Gosh, I am going to miss ol’ Trey Obering when he retires in January. Ok, no I won’t.

He gave an outbrief today that, I hear, was nothing of the sort — just the same tired hat-in-hand for MDA routine. We smuggled a little spy in, so there will be more on that front later.

But I just noticed the other day that General Obering has changed his tune on how many Aegis ships would be needed to defend NATO from an Iranian ballistic missile attack.

See, when he wanted all the missile defense dough to go to that unworkable site in Poland, he told Representative Tauscher that her alternative proposal to use Aegis cruisers to defend NATO against Iranian missile attacks would require 40 ships and cost $17 billion to stand-up (and another $600 million per year to operate.)
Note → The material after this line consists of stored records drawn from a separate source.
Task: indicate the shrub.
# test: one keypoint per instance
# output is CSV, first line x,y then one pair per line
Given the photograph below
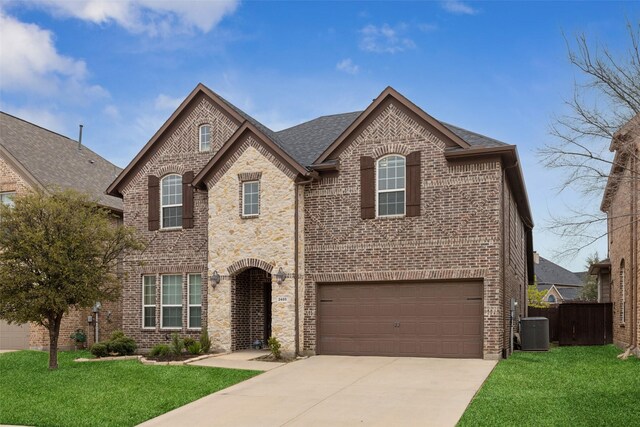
x,y
205,341
124,346
160,350
99,350
274,346
195,347
177,345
You may recall that I expressed some doubt about the claim that 40 ships were necessary:

[MDA Director General Trey] Obering was obviously aware of the proposal, because his prepared statement included a long dismissal of the mobile systems that asserted the Navy would need 40 Aegis ships to defend Europe:

[snip]

When I read this, I thought 40?

As in FOUR ZERO? Is this like the biblical 40? As in “We don’t know how many, because we only have eyes for ground-based midcourse”?

The Aegis defended area or footprint is supposed to be much, much bigger than Obering’s remarks would suggest.

I talked a little about different burnout velocities and radar performance, suggesting that a straight analysis might reduce “the number of ships required by an order of magnitude from forty to four” and “make the mobile option much, much more attractive.”

Well, well, well. Then General Obering went to RUSI with this chart showing … wait for it … significant coverage of Europe with just four Aegis cruisers.

Oh sure, you might want a THAAD battery here or there and maybe a ship or two as reserve. But you clearly don’t need 40 ships to cover our NATO allies and other European partners.